= 2023 Chicago elections =

The 2023 Chicago elections took place in two rounds on February 28, 2023, and April 4, 2023. Elections were held for Mayor of Chicago, City Clerk of Chicago, City Treasurer of Chicago, all 50 members of the Chicago City Council, and 66 members of the newly created police District Councils. The elections were administered by the Chicago Board of Elections.

== Mayor ==

Incumbent Mayor Lori Lightfoot ran for re-election, and faced eight challengers: Kam Buckner (member of Illinois House of Representatives), Willie Wilson (businessman and perennial candidate), Roderick Sawyer (member of the Chicago City Council), Sophia King (member of the Chicago City Council), Ja'Mal Green (community activist), Paul Vallas (former CEO of Chicago Public Schools), Brandon Johnson (member of the Cook County Board of Commissioners), and Jesus "Chuy" García (U.S. Representative from Illinois's 4th congressional district).

Candidates who expressed interest but ultimately declined to run include Arne Duncan (former U.S. Secretary of Education), Mike Quigley (U.S. Representative from Illinois's 5th congressional district), and John Catanzara (president of Lodge 7 of the Fraternal Order of Police). News reports suggested the following prospective candidates, who all eventually declined to run: La Shawn Ford (member of Illinois House of Representatives), Stacy Davis Gates, and Melissa Conyears-Ervin.

In the first round, Vallas and Johnson won 32.9% and 21.6% of the vote respectively and advanced to the run-off election. In the run-off election on April 4, 2023, Johnson received 52.16% and Vallas received 47.84% of the vote.

== City Clerk ==

Incumbent City Clerk Anna Valencia ran uncontested for a second full term and a third overall term. She was first appointed to office in 2017, and elected outright in 2019.

===Results===

2023 Chicago City Clerk election
| Candidate |  | Votes | % |
|---|---|---|---|
| Anna M. Valencia (incumbent) |  | 457,007 | 100% |
| Total votes |  | 457,007 | 100% |

== City Treasurer ==

Incumbent City Treasurer Melissa Conyears-Ervin ran uncontested for a second full-term. She was first elected in 2019.

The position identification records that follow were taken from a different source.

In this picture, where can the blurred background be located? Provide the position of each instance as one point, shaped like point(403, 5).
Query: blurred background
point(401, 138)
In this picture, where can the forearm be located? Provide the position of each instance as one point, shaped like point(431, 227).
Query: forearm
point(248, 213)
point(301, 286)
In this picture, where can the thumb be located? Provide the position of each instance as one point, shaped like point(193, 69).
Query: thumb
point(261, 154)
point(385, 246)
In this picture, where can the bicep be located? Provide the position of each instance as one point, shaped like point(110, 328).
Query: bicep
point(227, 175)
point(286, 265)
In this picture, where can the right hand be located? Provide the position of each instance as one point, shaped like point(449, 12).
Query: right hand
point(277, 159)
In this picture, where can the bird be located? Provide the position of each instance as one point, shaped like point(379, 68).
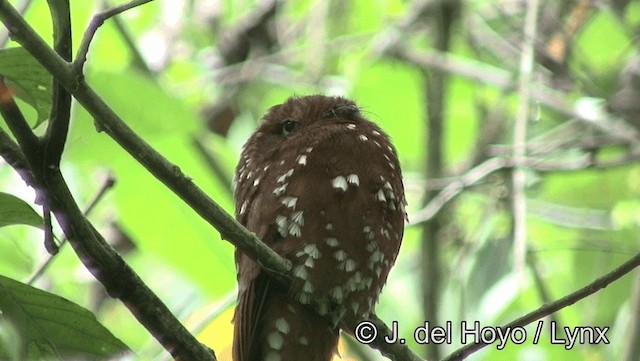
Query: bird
point(322, 186)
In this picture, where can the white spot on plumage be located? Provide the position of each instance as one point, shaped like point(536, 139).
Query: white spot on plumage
point(304, 298)
point(295, 229)
point(282, 223)
point(289, 202)
point(340, 255)
point(378, 271)
point(300, 272)
point(280, 190)
point(282, 325)
point(368, 233)
point(298, 218)
point(353, 179)
point(307, 287)
point(332, 242)
point(339, 182)
point(284, 176)
point(312, 250)
point(348, 265)
point(296, 222)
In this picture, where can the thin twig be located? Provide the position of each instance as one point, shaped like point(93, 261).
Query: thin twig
point(555, 306)
point(96, 22)
point(519, 199)
point(108, 184)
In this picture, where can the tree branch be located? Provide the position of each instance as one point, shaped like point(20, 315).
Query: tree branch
point(168, 173)
point(96, 254)
point(555, 306)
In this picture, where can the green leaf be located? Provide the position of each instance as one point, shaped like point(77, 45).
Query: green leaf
point(14, 210)
point(28, 79)
point(53, 328)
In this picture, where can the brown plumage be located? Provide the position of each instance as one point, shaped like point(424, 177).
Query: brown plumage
point(321, 185)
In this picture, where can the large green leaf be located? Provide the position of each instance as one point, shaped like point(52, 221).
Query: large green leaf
point(28, 79)
point(51, 327)
point(14, 210)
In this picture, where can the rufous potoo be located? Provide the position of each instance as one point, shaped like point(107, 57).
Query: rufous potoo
point(322, 186)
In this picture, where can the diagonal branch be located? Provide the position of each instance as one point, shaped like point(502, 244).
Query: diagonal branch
point(95, 253)
point(554, 306)
point(96, 22)
point(168, 173)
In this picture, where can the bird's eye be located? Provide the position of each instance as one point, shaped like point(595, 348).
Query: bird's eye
point(289, 126)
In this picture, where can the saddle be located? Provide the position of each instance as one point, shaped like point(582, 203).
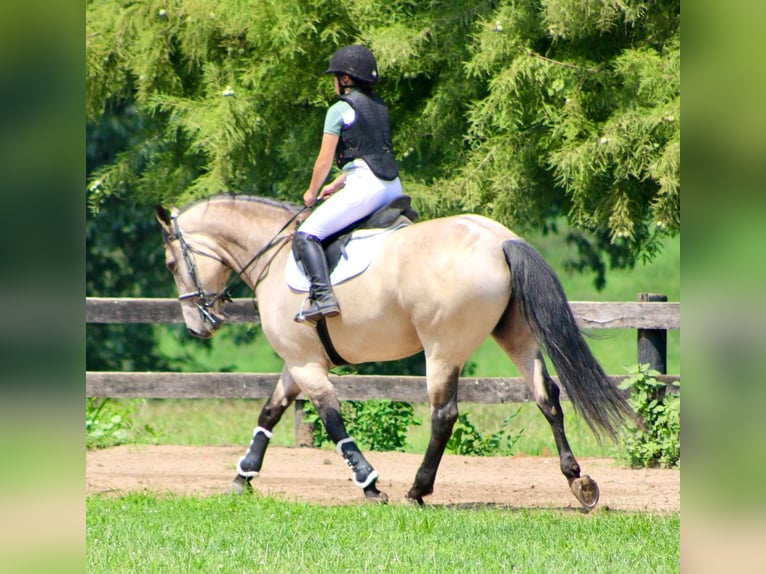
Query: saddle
point(396, 214)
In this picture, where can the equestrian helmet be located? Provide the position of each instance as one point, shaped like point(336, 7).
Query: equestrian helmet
point(356, 61)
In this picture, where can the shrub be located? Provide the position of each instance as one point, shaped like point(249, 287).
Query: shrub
point(660, 444)
point(108, 423)
point(468, 439)
point(379, 425)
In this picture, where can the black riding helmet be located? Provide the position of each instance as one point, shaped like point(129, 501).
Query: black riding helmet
point(356, 61)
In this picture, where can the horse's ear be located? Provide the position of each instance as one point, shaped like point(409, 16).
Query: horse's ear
point(163, 216)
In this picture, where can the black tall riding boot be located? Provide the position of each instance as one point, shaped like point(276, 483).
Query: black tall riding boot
point(322, 299)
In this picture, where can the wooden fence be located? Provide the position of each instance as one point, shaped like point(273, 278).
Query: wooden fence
point(651, 316)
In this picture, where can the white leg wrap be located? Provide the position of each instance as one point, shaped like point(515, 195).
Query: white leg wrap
point(245, 473)
point(262, 430)
point(372, 477)
point(253, 473)
point(338, 446)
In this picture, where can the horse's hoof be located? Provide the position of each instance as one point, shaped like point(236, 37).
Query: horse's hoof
point(414, 498)
point(586, 491)
point(240, 485)
point(372, 494)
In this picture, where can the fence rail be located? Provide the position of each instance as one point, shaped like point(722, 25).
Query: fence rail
point(647, 317)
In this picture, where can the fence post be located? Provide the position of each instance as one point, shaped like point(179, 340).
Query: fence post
point(653, 343)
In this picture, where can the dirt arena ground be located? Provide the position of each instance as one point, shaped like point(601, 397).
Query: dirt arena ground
point(321, 476)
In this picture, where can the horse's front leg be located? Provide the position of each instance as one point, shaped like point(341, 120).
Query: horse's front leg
point(317, 386)
point(283, 395)
point(442, 394)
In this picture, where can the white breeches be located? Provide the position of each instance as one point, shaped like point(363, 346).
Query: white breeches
point(362, 194)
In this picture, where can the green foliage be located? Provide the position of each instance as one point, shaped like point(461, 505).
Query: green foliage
point(379, 425)
point(660, 444)
point(108, 423)
point(468, 439)
point(521, 110)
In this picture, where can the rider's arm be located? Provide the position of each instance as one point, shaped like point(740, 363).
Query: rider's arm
point(322, 167)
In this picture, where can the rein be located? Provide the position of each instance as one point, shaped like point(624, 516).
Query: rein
point(203, 300)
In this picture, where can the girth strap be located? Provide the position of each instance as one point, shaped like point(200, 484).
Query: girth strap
point(324, 336)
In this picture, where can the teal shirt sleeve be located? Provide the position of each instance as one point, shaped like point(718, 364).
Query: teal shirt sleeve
point(334, 120)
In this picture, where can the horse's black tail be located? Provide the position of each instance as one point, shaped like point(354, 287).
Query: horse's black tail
point(543, 304)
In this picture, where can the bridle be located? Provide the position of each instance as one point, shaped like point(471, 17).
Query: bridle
point(205, 300)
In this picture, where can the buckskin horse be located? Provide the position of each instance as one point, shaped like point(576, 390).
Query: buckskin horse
point(441, 286)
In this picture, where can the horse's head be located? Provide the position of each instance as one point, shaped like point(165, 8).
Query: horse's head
point(199, 272)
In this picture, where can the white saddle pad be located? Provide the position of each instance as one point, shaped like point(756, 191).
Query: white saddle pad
point(359, 252)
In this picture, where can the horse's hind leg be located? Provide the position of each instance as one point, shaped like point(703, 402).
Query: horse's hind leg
point(283, 395)
point(525, 353)
point(442, 393)
point(322, 395)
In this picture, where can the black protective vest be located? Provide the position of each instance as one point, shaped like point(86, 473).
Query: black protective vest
point(369, 137)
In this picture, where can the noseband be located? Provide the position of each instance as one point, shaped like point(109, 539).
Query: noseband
point(202, 299)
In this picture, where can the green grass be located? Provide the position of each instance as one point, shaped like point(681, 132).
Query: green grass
point(144, 533)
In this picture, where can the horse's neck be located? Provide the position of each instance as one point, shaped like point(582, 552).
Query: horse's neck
point(241, 230)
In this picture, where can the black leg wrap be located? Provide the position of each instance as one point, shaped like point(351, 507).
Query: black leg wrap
point(250, 464)
point(364, 474)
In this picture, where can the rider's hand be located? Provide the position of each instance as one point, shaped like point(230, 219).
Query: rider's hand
point(309, 198)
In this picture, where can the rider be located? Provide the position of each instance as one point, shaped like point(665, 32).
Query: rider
point(357, 135)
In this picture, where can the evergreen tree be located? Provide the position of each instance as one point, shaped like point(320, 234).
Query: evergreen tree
point(523, 110)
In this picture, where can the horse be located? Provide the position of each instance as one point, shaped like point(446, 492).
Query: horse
point(441, 286)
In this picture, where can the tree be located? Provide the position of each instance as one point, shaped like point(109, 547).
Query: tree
point(522, 110)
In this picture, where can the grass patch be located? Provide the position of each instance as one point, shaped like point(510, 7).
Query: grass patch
point(144, 533)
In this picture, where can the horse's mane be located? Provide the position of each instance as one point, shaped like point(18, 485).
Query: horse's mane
point(234, 197)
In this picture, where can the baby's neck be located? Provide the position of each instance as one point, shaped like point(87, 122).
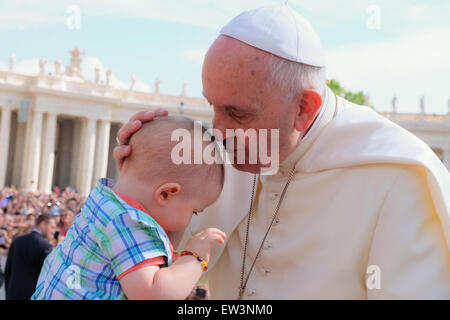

2023 Chicago City Treasurer election results
| Candidate |  | Votes | % |
|---|---|---|---|
| Melissa Conyears-Ervin (incumbent) |  | 442,553 | 100% |
| Total votes |  | 442,553 | 100% |

== City Council ==

All 50 seats in the City Council were up for election. This was the first City Council election following redistricting based on the results of the 2020 United States census.

== Police District Councils ==
Elections were held for 22 newly created police district councils, one for each of the city's police districts. The district councils were created by a police reform ordinance passed in July 2021. The councils will have police oversight responsibilities within their district, and council members will nominate 14 candidates for the city-wide Commission for Public Safety and Accountability, from which seven will be selected and confirmed by the mayor and City Council.